Hay una explicación para ello: los organismos de Derechos Humanos se formaron sobre cimientos trabajados por mujeres que, desde la desesperación y el dolor, construyeron  bases tan sólidas que nadie pudo deshacer.  Esas mujeres “pusieron el cuerpo” con la convicción de que la organización es lo que permite sostenerse en el tiempo. Así crearon un relato histórico basado en la afectividad pero conscientes de que su incidencia es política.

Esta articulación entre afecto y compromiso ideológico es lo que mantiene intacta su legitimidad. El relato que resulta de ese maridaje tiene tanto poder que nutre a generación tras generación. Es a la vez una herramienta para hacer justicia como para acceder a verdades ocultas hace tiempo.

Días atrás fueron encontrados  archivos ocultos  en una repartición pública. Se trata de 500 fotografías de militantes buscados por los genocidas durante el terrorismo de Estado, muchos de ellos desaparecidos o muertos. Estas nuevas pruebas sobre el plan sistemático de exterminio se complementan con relatos testimoniales de jóvenes que, luego de estar silenciados durante cuatro décadas, tienen aún la capacidad de atar lúcidamente aquella historia con este presente, constituyéndose en “militantes de la vida”.     

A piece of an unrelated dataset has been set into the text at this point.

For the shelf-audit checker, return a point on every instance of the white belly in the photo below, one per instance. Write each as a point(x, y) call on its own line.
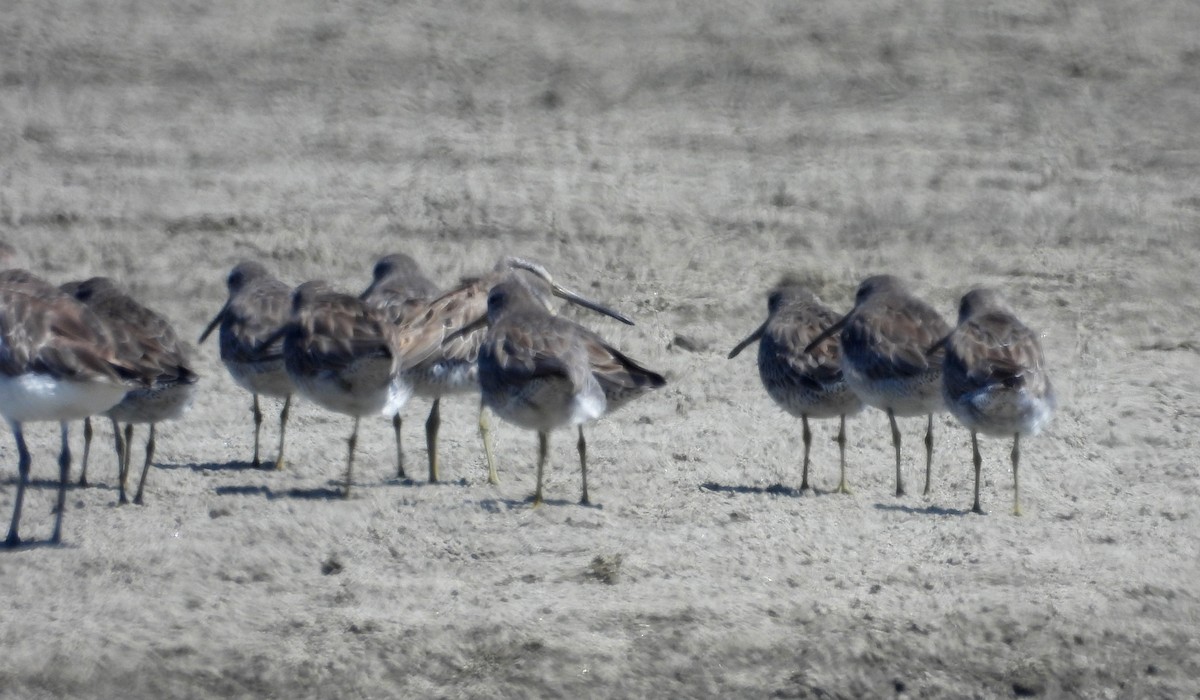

En estos tiempos circulares asistimos a un hecho gratificante, el presidente Alberto Fernández se compromete ante el mundo (en su última intervención en ONU) a defender y profundizar la política de DDHH. El mundo ya reconoció a nuestro país como pionero en la materia, luego de que esas “viejas locas” denunciaran en el exterior, ante Amnistía Internacional y ante la Cruz Roja, las mismas violaciones a los derechos que se ventilan hoy en Tribunales.

El hecho de que se desarrollen juicios por delitos de Lesa Humanidad en estos momentos difíciles es un puente entre historia y futuro. Son tres generaciones que dan hoy su testimonio, pero tras ellas vienen muchas más. Trabajamos para que la muerte espere a la justicia y para que nadie quede impune por fallecimiento. Como dijo nuestra compañera Julia Soulier en su testimonio de hace unos días: “A nosotros el tiempo no se nos acaba, nuestra lucha sigue de generación en generación”.